Investors who participated in the January 7 one-year T-bill locked in the highest risk-free naira yield available at any primary market auction in Q1 2026. No subsequent T-bill auction came close.
The FGN FEB 2031 delivered the highest bond yield-to-maturity of the quarter. For long-duration investors — particularly Pension Fund Administrators constrained by regulation to hold sovereign instruments.
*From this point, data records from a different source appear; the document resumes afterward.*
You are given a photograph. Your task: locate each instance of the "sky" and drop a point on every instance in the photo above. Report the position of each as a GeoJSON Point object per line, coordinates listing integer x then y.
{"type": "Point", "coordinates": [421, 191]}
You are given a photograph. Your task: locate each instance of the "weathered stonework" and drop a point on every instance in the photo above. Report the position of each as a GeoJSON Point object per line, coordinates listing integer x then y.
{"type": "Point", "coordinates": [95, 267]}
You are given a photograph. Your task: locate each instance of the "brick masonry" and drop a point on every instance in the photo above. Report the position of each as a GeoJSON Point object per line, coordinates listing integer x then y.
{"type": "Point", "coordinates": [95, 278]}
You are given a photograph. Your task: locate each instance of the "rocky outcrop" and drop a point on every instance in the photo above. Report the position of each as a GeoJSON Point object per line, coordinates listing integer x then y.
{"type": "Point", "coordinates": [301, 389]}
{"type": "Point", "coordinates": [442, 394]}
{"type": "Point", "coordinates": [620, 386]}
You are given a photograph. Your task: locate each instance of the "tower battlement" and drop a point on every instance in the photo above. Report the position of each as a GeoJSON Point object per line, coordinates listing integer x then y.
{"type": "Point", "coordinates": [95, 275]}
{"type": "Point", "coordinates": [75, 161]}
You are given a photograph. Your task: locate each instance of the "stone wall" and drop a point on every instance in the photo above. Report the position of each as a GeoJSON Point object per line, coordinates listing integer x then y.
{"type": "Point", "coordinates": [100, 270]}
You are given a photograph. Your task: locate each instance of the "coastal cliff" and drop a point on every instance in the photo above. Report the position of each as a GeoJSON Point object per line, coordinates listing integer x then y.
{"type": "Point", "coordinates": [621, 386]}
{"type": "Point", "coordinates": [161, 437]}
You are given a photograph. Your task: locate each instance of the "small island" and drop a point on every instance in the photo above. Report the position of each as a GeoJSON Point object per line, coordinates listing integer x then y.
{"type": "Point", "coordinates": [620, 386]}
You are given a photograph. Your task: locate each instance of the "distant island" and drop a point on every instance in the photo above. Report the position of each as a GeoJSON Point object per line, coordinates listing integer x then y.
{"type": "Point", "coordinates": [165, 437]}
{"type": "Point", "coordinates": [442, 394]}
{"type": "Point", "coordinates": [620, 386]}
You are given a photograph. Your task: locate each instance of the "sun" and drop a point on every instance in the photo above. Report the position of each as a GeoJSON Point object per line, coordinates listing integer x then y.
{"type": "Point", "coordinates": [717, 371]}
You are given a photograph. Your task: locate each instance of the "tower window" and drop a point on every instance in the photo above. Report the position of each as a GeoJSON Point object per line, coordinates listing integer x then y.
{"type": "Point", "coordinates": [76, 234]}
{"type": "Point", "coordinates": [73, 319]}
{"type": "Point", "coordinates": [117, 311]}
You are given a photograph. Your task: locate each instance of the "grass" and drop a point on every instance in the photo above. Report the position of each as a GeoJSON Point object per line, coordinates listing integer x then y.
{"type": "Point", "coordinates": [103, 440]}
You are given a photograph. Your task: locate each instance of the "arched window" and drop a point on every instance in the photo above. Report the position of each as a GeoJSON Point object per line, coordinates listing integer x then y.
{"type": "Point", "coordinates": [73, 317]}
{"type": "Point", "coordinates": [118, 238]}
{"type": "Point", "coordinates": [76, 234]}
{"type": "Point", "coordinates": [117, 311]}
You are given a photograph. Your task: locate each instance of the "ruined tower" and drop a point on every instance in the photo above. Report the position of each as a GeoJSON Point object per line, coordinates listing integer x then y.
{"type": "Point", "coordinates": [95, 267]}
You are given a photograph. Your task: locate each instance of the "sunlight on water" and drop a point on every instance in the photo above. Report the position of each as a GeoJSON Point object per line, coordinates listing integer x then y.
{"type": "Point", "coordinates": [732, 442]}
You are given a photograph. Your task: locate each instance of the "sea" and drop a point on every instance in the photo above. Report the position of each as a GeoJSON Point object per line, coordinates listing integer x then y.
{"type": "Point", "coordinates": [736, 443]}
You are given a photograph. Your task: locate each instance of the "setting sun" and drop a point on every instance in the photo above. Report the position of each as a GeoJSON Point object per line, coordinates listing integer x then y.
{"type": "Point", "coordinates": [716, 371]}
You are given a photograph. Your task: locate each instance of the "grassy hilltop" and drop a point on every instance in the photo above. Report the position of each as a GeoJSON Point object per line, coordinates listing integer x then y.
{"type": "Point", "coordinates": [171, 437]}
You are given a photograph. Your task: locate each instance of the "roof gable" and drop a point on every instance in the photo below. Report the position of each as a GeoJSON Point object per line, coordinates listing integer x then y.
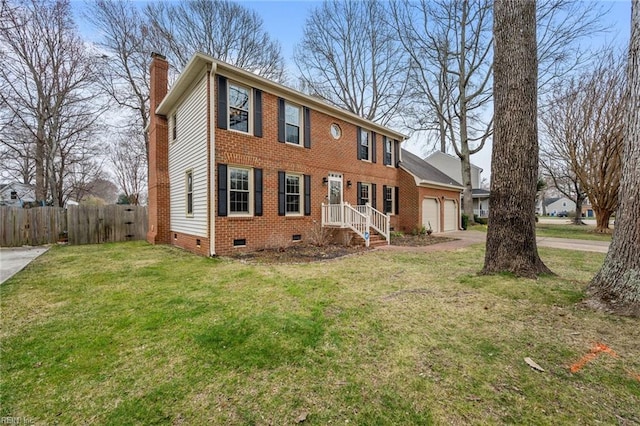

This paper represented the optimal combination of tenor, safety, and yield capture before the easing cycle eroded returns across the curve.
What You Should Know
Four key factors made Q1 2026 a landmark yield quarter:
- Government’s record N23.85 trillion deficit borrowing need, later raised to N29.20 trillion;
- The pre-cut rate positioning by sophisticated investors who front-loaded demand into January;
- The liquidity glut that sustained fixed-income assets demand despite compressing yield; and
- The volume of PFA flows after PenCom review, which kept auction subscription ratios elevated even as rates fell.
- The Q1 2026 data delivers one unambiguous lesson for fixed income investors: in a rate-cut cycle, timing is everything.
- Investors who entered at the January 7 T-bill auction captured best yield on the 364-day instrument.
- On the bond side, January’s stop rates of 17.50%–17.62% have not been matched in any subsequent auction, with March clearing 100–160 basis points lower and April continuing the downward drift.
For investors entering Nigeria’s fixed income market in Q2 2026, the environment remains historically attractive — but the peak of this yield cycle is over.